During our last visit to Florida, my father and I drove from our base in Orlando to explore some of Florida’s east coast. Our destination for the day was the Merritt Island National Wildlife Refuge, not far from Titusville.
This is a massive preserve, some 140,000 acres (57,000 ha), situated on the same island as the Kennedy Space Center. Because of its close proximity to the Space Center, there are rare times when NASA restricts access to this National Wildlife Refuge (e.g. when the space shuttle was landing in Florida).
The topography of the refuge is flat, but still there are a mixture of habitats including saltwater and freshwater marshes, dunes, forests and scrub. Here are some facts about the biodiversity of Merritt Island NWR: It contains over 1000 species of plants, 117 species of fish, 68 types of amphibians and reptiles, 330 birds, and 31 mammal species. Of all these, 21 species are considered endangered. The refuge has a variety of roads and hiking trail and while a wilderness, offers reasonable access to humans.
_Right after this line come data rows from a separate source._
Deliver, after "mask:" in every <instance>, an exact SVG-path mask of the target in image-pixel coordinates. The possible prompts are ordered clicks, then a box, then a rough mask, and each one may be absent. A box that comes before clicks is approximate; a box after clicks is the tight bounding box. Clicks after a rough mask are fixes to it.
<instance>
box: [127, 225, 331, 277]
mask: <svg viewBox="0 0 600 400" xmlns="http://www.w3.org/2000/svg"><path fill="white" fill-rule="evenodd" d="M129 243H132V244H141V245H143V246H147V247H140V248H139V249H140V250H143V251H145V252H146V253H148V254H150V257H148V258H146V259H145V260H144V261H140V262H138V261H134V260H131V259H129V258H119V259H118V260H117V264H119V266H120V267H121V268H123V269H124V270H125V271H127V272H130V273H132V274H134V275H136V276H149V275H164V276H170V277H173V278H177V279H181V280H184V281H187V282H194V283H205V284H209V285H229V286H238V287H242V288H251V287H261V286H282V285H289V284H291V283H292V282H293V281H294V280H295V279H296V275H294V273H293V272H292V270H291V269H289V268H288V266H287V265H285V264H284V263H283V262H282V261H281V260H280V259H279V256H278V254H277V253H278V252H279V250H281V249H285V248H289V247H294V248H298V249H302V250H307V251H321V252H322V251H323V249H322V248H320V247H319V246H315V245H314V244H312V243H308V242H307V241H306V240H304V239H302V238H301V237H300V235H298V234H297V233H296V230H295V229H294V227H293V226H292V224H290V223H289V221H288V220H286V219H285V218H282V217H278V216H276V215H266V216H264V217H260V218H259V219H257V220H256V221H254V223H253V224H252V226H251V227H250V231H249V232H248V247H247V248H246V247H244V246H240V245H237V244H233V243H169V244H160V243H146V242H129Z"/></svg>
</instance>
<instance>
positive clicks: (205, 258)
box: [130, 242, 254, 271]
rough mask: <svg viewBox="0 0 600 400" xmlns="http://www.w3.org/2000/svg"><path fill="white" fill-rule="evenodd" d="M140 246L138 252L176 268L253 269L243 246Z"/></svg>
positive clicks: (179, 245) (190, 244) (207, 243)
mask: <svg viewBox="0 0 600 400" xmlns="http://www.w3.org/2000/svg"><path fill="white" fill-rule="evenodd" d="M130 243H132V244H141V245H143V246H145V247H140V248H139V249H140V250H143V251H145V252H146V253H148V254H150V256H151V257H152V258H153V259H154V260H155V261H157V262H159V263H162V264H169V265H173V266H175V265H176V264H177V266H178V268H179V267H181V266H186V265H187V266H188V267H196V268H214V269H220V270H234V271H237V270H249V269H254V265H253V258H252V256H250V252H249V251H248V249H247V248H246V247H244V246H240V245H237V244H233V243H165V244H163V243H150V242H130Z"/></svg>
I am not an avid birder, but do enjoy seeing birds. If you’re a bird-watcher, this place is a treasure waiting for you to explore it. Our first bird-sighting was of a bald eagle sitting on a tree near the road before we had even turned off the main highway into Merritt Island NWR. It was a good omen. We saw thousands of birds, many of types that we do not normally see in most parts of North America (see photos below).
Very near the Wildlife Refugee road we explored is the Haulover Canal Bridge, with a deck for viewing the gentle Manatee. We stopped here for about a half hour and were rewarded with the sight of several manatee slowly swimming by. You won’t see the entirety of these mammals — just a ripple in the water or tail. But I’d never seen them this close before so appreciated this excellent opportunity to observe them.
There’s so much nature to see and experience on Merritt Island that a single blog post can’t possibly do it justice. If you love watching wildlife — especially birds — then take an extra day after you’ve seen the sites at the Space Center and do spend some time here.